# Millville atmospheric fruit jar



## myersdiggers1998 (Jun 2, 2012)

I picked up this jar for $15.00 today at an antique store , no lid.#4 on bottom, normal 6 on reverse.


----------



## myersdiggers1998 (Jun 2, 2012)

pic.#2


----------



## myersdiggers1998 (Jun 2, 2012)

forgot to rotate again ...


----------



## JOETHECROW (Jun 3, 2012)

Here you go Gordon....Nice looking jar...


----------



## ajohn (Jun 3, 2012)

Nice pick up! Lids and clamps are not too hard to find. I'm assuming that is a quart size.


----------



## dygger60 (Jun 3, 2012)

Nice jar.....I have been getting into the Millville jars lately....I will get some pictures and post them...I think they are great jars.

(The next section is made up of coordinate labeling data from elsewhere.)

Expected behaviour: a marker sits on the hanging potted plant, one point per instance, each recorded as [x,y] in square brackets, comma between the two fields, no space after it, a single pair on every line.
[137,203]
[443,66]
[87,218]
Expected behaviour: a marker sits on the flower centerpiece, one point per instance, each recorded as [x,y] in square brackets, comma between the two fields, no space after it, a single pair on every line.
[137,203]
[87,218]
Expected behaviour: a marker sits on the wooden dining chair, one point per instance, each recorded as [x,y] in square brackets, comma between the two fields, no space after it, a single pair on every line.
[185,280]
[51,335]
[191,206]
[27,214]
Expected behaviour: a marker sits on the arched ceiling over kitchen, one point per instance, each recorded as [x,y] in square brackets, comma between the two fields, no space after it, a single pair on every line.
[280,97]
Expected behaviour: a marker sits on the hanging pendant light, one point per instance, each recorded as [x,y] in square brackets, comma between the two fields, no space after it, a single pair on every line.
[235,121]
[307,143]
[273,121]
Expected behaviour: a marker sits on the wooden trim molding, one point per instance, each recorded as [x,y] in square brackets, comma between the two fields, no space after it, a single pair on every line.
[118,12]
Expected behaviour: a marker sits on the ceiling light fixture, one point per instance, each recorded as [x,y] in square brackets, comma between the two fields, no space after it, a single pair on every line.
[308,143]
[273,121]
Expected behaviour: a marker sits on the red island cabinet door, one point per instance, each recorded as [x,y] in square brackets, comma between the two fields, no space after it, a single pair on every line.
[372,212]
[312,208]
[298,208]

    Love the clamp it uses...

     David


----------



## deenodean (Jun 3, 2012)

it could be #2182 in Red Book if the 6 in 1861 is reversed, we need better pictures of the lettering on both sides..good investment for $15.00  NICE JAR


----------



## myersdiggers1998 (Jun 3, 2012)

Thanks everyone , the 6 is normal on the rev.


----------



## jonahtroy (Jun 3, 2012)

Nice looking jar. I should start digging around Millville since I'm only about 15 mins. away. The hard part is finding a spot to dig though.


----------